The villa, which has welcomed viceroys and emperors – from Napoleon to Eugene Beauharnais and Ferdinand I of Austria – is striking for its imposing sobriety and the whiteness of its typically neoclassical architecture; also of note is the gentle sloping lawn studded camellias and azaleas and the plane tree avenues by the lake shores that Liszt was so fond of.

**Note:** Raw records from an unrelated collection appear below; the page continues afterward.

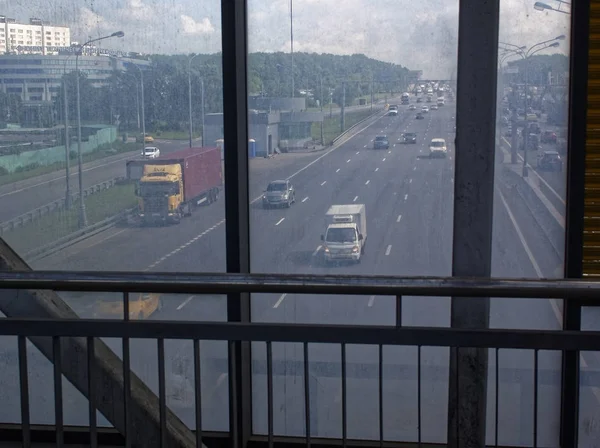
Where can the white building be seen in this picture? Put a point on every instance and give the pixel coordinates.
(34, 37)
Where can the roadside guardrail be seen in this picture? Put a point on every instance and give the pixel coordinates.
(54, 206)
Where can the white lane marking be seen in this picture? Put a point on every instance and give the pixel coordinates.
(183, 246)
(185, 302)
(279, 301)
(323, 155)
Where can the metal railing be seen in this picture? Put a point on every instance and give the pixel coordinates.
(377, 336)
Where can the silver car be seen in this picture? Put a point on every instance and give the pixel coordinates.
(279, 193)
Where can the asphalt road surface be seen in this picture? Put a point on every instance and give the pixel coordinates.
(409, 206)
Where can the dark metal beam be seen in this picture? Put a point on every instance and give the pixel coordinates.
(237, 227)
(473, 211)
(579, 55)
(212, 283)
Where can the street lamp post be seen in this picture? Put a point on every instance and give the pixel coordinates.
(190, 101)
(526, 55)
(82, 214)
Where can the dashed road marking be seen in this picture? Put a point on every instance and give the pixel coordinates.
(185, 302)
(283, 296)
(183, 246)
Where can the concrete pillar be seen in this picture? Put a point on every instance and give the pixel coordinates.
(473, 212)
(143, 404)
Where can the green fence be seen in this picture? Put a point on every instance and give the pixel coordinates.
(102, 136)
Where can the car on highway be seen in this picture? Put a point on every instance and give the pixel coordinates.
(437, 148)
(151, 152)
(549, 161)
(549, 137)
(381, 142)
(279, 193)
(410, 137)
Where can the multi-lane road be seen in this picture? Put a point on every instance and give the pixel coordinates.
(409, 206)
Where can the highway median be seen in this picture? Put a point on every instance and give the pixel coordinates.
(63, 225)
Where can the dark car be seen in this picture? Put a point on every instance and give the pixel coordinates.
(381, 142)
(549, 161)
(548, 137)
(410, 137)
(279, 193)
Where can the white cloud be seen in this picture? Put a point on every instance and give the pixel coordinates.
(191, 26)
(420, 35)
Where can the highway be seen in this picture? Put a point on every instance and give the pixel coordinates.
(24, 196)
(409, 206)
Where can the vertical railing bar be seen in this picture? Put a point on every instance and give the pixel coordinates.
(162, 397)
(198, 393)
(58, 399)
(497, 417)
(91, 355)
(24, 386)
(419, 396)
(126, 375)
(270, 392)
(306, 394)
(380, 402)
(535, 396)
(344, 416)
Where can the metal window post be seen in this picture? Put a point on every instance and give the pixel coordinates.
(473, 211)
(579, 53)
(237, 225)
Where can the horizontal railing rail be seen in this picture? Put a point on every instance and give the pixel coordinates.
(269, 365)
(219, 283)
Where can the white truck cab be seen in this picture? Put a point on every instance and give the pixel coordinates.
(345, 232)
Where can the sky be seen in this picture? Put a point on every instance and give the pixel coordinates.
(418, 34)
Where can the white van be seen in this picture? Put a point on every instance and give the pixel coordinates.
(437, 148)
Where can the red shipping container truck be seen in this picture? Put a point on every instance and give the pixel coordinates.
(170, 186)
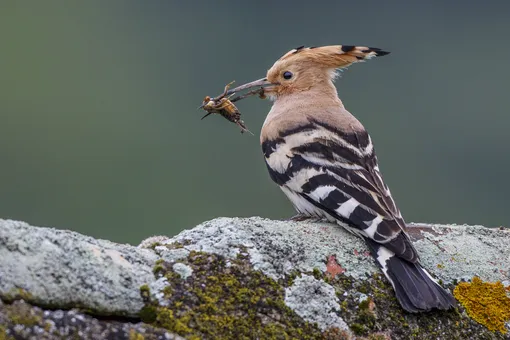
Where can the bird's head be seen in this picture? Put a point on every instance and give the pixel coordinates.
(304, 68)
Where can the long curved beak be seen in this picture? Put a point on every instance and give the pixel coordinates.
(257, 83)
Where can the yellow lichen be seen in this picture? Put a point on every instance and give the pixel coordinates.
(485, 302)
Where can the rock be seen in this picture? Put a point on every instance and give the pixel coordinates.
(246, 278)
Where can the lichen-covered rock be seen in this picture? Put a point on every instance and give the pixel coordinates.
(233, 278)
(20, 320)
(64, 269)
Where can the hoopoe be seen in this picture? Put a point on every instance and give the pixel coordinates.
(324, 161)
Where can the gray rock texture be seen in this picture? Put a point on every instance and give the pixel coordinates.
(66, 269)
(272, 278)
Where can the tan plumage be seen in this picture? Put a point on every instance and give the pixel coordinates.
(323, 159)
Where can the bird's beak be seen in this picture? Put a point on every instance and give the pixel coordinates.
(257, 83)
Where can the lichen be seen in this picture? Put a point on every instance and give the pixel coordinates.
(3, 334)
(16, 294)
(224, 302)
(134, 335)
(485, 302)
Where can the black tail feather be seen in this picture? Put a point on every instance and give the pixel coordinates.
(414, 287)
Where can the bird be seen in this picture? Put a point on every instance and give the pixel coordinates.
(324, 161)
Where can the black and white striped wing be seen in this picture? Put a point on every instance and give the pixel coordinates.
(329, 173)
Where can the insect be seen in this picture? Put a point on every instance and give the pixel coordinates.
(225, 107)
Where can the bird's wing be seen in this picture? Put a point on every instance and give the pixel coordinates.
(338, 173)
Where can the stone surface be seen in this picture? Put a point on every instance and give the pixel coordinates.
(38, 324)
(319, 280)
(63, 268)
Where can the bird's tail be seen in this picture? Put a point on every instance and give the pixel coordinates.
(415, 289)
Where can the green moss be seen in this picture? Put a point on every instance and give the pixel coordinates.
(358, 329)
(485, 302)
(16, 294)
(317, 273)
(154, 245)
(225, 303)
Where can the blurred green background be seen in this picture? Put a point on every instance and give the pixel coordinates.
(100, 132)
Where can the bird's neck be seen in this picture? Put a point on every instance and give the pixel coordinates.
(291, 110)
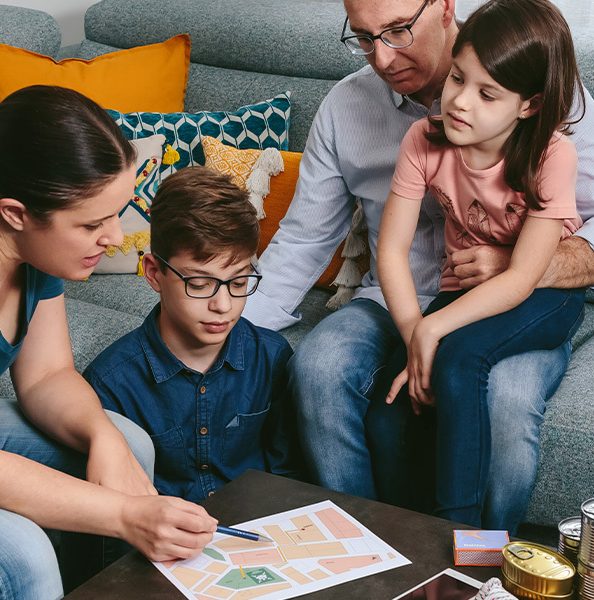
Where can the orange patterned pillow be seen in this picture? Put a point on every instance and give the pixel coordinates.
(148, 78)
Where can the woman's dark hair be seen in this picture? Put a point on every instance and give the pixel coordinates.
(57, 148)
(526, 47)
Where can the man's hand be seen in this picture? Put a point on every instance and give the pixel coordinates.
(421, 352)
(112, 464)
(572, 265)
(478, 264)
(166, 528)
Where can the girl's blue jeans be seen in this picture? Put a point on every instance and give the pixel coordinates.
(28, 562)
(355, 443)
(460, 379)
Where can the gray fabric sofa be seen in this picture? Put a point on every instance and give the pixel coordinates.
(244, 51)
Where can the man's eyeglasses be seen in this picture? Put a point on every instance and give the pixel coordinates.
(394, 37)
(206, 287)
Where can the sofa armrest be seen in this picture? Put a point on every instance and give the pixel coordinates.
(31, 29)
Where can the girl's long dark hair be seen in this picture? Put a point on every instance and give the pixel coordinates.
(57, 148)
(526, 47)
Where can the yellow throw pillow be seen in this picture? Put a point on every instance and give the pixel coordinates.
(239, 164)
(145, 78)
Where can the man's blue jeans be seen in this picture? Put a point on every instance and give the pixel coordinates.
(333, 375)
(28, 563)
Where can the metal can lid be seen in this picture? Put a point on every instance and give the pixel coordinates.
(588, 508)
(571, 527)
(538, 568)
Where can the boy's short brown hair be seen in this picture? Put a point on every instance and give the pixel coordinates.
(202, 212)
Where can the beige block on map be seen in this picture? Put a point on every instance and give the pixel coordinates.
(232, 544)
(266, 556)
(218, 592)
(204, 584)
(344, 564)
(278, 535)
(314, 550)
(339, 525)
(318, 574)
(189, 577)
(295, 575)
(306, 531)
(217, 567)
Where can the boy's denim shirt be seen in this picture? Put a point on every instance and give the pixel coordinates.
(207, 429)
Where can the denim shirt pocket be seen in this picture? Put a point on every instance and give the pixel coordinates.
(242, 437)
(171, 458)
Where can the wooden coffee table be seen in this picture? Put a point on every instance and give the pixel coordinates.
(425, 540)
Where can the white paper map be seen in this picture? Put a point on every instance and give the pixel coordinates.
(315, 547)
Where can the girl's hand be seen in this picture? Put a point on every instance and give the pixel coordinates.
(421, 352)
(112, 464)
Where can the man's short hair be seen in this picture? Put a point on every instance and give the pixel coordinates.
(200, 211)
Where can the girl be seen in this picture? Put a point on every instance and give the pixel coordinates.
(504, 174)
(66, 171)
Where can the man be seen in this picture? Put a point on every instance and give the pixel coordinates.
(351, 153)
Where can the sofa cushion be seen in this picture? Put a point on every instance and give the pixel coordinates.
(92, 328)
(119, 80)
(261, 125)
(566, 470)
(32, 29)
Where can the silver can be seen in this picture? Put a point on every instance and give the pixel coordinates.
(569, 538)
(586, 551)
(585, 582)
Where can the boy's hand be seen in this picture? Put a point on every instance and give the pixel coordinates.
(166, 528)
(421, 352)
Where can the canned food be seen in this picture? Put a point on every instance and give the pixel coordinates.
(585, 582)
(534, 572)
(569, 538)
(586, 553)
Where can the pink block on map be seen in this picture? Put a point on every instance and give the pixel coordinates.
(340, 526)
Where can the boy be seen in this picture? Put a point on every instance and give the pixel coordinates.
(208, 386)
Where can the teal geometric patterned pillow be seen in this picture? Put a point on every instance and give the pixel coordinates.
(258, 126)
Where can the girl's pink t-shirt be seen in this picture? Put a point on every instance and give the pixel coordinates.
(479, 206)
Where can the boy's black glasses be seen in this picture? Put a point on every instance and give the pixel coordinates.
(394, 37)
(206, 287)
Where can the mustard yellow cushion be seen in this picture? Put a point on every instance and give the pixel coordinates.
(144, 78)
(239, 164)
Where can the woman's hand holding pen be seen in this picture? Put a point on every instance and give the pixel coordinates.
(165, 528)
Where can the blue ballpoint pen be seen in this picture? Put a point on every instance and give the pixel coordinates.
(248, 535)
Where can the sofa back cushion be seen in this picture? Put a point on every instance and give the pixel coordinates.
(242, 50)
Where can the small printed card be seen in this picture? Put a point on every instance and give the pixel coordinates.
(479, 548)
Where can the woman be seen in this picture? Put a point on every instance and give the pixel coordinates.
(66, 171)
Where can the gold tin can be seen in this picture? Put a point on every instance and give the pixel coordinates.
(569, 538)
(586, 552)
(534, 572)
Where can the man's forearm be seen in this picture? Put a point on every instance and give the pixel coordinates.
(572, 265)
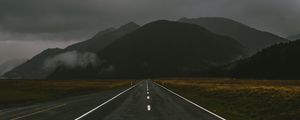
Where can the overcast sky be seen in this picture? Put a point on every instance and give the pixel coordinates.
(57, 23)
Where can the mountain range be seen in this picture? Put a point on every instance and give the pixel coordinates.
(280, 61)
(161, 49)
(10, 64)
(251, 38)
(158, 49)
(35, 67)
(294, 37)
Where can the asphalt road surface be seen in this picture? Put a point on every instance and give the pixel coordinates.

Set on the gentle shores of the Bellagio peninsula, this elegant neoclassical villa was commissioned in 1808 by the Kingdom of Italy’s Minister of Justice Francesco Melzi d’Eril (1753-1816). The project was entrusted to the architect Giocondo Albertolli, while the landscaped “English-style” park was designed by architect Luigi Canonica and agronomist Luigi Villoresi, who had previously worked on the park of Villa Reale in Monza. The ten-hectare gardens and twenty-hectare hills reflecting in the waters of the lake adapt to the natural terracing. A great variety of pathways and vedutas connect the building with its central double ramp staircase to the various rooms of the complex. Behind the house is a rustic portico with a rocaillegrotto. A little further are the family chapel-oratory and the orangery-greenhouse – now a museum with Napoleonic relics and collections of antiquities. Further on, there is an imposing terraced greenhouse of the second half of the 19th century and a belvedere-kiosk originally used as a tea room. With its Moorish lines, this structure overlooks the lake opening up towards Gigi Comolli’s famous Monument to Dante and Beatrice. Not far from the property entrance, in the direction of Bellagio, you finally reach a small area laid out as an “oriental garden” complemented by an artificial grotto and a small bridge crossing the public road to reach an imitation ruin.